5.3. Questa Corte regolatrice, invero, ha già avuto occasione di pronunciarsi più volte sulla questione ora sottoposta al suo esame dal contribuente, ed ha recentemente ribadito che ‘nel processo tributario, in caso di notificazione a mezzo posta dell’appello secondo le modalità fissate dall’art. 20, comma 2, del d.lgs. n. 546 del 1992, richiamato dal successivo art. 53, comma 2, i dati alfanumerici sulla data e l’ufficio postale di accettazione, ove mancanti sull’avviso di ricevimento, in tutto o in parte, ovvero d’incerta paternità, sono surrogati, con efficacia di atto pubblico anche in difetto di sottoscrizione, dal timbro datario dell’ufficio postale di partenza, che attesti l’avvenuta consegna per l’inoltro in forme e modi equipollenti a quelli della ricevuta di spedizione, secondo una prassi adottata dagli uffici postali, di notoria
conoscenza, e riconducibile ad una nozione costituzionalmente adeguata delle dette disposizioni, anche in rispondenza della nozione ristretta delle inammissibilità processuali, posta a cardine interpretativo del processo tributario dalla Corte costituzionale (sentenze n. 189 del 2000 e n. 520 del 2002)’, Cass. sez. V, 6.7.2022, n. 21483; e si era già in precedenza statuito che ‘nel processo tributario, la prova del perfezionamento della notifica a mezzo posta dell’atto di appello è validamente fornita dal notificante mediante la produzione dell’elenco delle raccomandate recante il timbro delle poste, poiché la veridicità dell’apposizione della data mediante lo stesso è presidiata dal reato di falso ideologico in atto pubblico, riferendosi all’attestazione di attività compiute da un pubblico agente nell’esercizio delle sue funzioni di ricezione, senza che assuma rilevanza la mancanza di sottoscrizione, che non fa venir meno la qualificazione di atto pubblico del detto timbro, stante la possibilità d’identificarne la provenienza e non essendo la stessa richiesta dalla legge ‘ad substantiam’. (In applicazione del principio, la S.C. ha annullato la decisione impugnata che aveva dichiarato inammissibile l’appello in quanto non era stata depositata la ricevuta di spedizione del ricorso ma soltanto la copia conforme dell’elenco dei pieghi raccomandati recante la data ed il timbro dell’ufficio postale)’, Cass. sez. V, 19.7.2019, n. 19547.

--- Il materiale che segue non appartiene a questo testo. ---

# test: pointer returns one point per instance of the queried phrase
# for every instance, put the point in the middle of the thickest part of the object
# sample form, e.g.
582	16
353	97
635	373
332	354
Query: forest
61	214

La prova della data di spedizione dell’atto di appello, pertanto, è stata assicurata dall’Ente impositore, e la notificazione risulta tempestiva. Il primo motivo di ricorso è pertanto infondato e deve essere respinto.
Mediante il secondo strumento di impugnazione il ricorrente censura la violazione di legge in cui ritiene essere incorso il giudice dell’appello per non aver rilevato l’insanabile vizio di sottoscrizione dell’atto impositivo, che lo rende invalido.

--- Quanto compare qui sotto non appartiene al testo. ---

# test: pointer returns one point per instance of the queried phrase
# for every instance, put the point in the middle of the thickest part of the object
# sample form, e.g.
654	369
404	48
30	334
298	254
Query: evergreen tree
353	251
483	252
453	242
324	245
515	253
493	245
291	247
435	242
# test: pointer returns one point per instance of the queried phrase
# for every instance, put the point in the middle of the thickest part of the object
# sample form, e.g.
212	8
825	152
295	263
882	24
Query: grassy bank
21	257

Ricorda il contribuente che la CTP aveva ritenuto l’invalidità dell’avviso di accertamento perché non sottoscritto dal Direttore dell’Ufficio dell’Agenzia delle Entrate, senza allegazione di delega in favore dei sottoscrittori dell’atto impositivo, che risultano essere il ‘capo team 12 NOME COGNOME ed il Capo Area Accertamento, dott. NOME COGNOME. La pretesa delega, disposizione di servizio n. 65/2011 redatta sul fondamento dell’ordine di servizio emesso in data 30.6.2011, veniva prodotto solo in grado di appello, e nello stesso ‘non vengono indicate le ragioni della delega … il termine di validità, i nominativi dei soggetti delegati’ (ric., p. 6), per cui l’atto, nella valutazione dei giudici di primo grado, deve comunque ritenersi inidoneo a legittimare i funzionari a sottoscrivere gli avvisi di accertamento.

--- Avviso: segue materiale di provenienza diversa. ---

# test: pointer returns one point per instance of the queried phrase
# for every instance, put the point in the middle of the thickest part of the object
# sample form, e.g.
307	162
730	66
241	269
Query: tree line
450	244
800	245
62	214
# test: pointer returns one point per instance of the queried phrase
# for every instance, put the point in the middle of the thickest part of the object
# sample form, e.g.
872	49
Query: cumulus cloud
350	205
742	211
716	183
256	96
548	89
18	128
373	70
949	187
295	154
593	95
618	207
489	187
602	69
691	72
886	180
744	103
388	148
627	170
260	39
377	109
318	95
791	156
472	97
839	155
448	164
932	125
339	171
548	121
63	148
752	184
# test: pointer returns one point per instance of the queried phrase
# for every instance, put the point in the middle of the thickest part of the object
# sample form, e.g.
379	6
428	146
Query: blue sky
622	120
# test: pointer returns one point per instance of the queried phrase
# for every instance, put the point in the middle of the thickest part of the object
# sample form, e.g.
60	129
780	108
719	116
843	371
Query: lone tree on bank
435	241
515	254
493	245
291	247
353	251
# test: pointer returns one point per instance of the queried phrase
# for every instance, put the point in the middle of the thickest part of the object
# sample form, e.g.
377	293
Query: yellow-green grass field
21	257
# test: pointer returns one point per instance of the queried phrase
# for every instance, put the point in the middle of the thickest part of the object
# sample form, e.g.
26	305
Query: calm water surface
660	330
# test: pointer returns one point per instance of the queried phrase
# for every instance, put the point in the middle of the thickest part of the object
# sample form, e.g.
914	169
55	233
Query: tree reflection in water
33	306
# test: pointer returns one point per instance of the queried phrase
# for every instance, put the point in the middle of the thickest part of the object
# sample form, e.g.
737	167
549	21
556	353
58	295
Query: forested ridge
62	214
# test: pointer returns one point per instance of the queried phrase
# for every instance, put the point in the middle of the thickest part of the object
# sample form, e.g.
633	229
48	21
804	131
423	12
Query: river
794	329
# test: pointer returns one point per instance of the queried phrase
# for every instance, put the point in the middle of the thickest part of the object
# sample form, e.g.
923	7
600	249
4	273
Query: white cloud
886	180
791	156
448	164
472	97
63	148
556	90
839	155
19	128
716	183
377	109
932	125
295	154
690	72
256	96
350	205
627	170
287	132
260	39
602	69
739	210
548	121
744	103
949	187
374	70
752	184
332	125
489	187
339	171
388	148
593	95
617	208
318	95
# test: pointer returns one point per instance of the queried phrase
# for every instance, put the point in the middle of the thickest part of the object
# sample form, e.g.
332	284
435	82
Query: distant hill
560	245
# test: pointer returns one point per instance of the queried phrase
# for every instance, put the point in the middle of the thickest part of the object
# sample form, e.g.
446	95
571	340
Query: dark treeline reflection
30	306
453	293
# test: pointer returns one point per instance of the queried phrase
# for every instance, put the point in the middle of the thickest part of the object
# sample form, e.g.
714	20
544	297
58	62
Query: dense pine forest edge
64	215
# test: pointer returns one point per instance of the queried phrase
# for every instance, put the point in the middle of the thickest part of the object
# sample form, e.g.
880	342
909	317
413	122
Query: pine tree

6.1. La CTR premette considerazioni sulla ritenuta non essenzialità della sottoscrizione dell’atto impositivo, e sulla validità della sua sostituzione con l’indicazione a stampa del nominativo del sottoscrittore, quindi osserva che ‘nel caso di specie l’avviso in oggetto risulta firmato dal capo team accertamento e dal capo area accertamento, a loro volta delegati giusta prodotto ordine di servizio del 30.06.22, il che ampliamente basta a rendere quell’atto riferibile all’Agenzia appellante’ (sent. CTR, p. II).
6.2. Anche sulla questione sollevata dal ricorrente con il suo secondo motivo di ricorso questa Corte di legittimità si è pronunciata ripetutamente, raggiungendo un orientamento interpretativo ormai consolidato e condivisibile, che si intende pertanto confermare.
Si è infatti chiarito che ‘la delega per la sottoscrizione dell’avviso di accertamento conferita dal dirigente ex art. 42, comma 1, del d.P.R. n. 600 del 1973, è una delega di firma e non di funzioni: ne deriva che il relativo provvedimento non richiede l’indicazione né del nominativo del soggetto delegato, né della durata della delega, che pertanto può avvenire mediante ordini di
servizio che individuino l’impiegato legittimato alla firma mediante l’indicazione della qualifica rivestita, idonea a consentire, ‘ex post’, la verifica del potere in capo al soggetto che ha materialmente sottoscritto l’atto’, Cass. sez. V, 29.3.2019, n. 8814; e non si è mancato pure di specificare che ‘la delega alla sottoscrizione dell’avviso di accertamento ad un funzionario diverso da quello istituzionalmente competente ex art. 42 del d.P.R. n. 600 del 1973 ha natura di delega di firma – e non di funzioni – poiché realizza un mero decentramento burocratico senza rilevanza esterna, restando l’atto firmato dal delegato imputabile all’organo delegante, con la conseguenza che, nell’ambito dell’organizzazione interna dell’ufficio, l’attuazione di detta delega di firma può avvenire anche mediante ordini di servizio, senza necessità di indicazione nominativa, essendo sufficiente l’individuazione della qualifica rivestita dall’impiegato delegato, la quale consente la successiva verifica della corrispondenza tra sottoscrittore e destinatario della delega stessa’, Cass. sez. V, 19.4.2019, n. 11013.
Anche il secondo mezzo di impugnazione introdotto dal contribuente risulta pertanto infondato, e deve perciò essere respinto.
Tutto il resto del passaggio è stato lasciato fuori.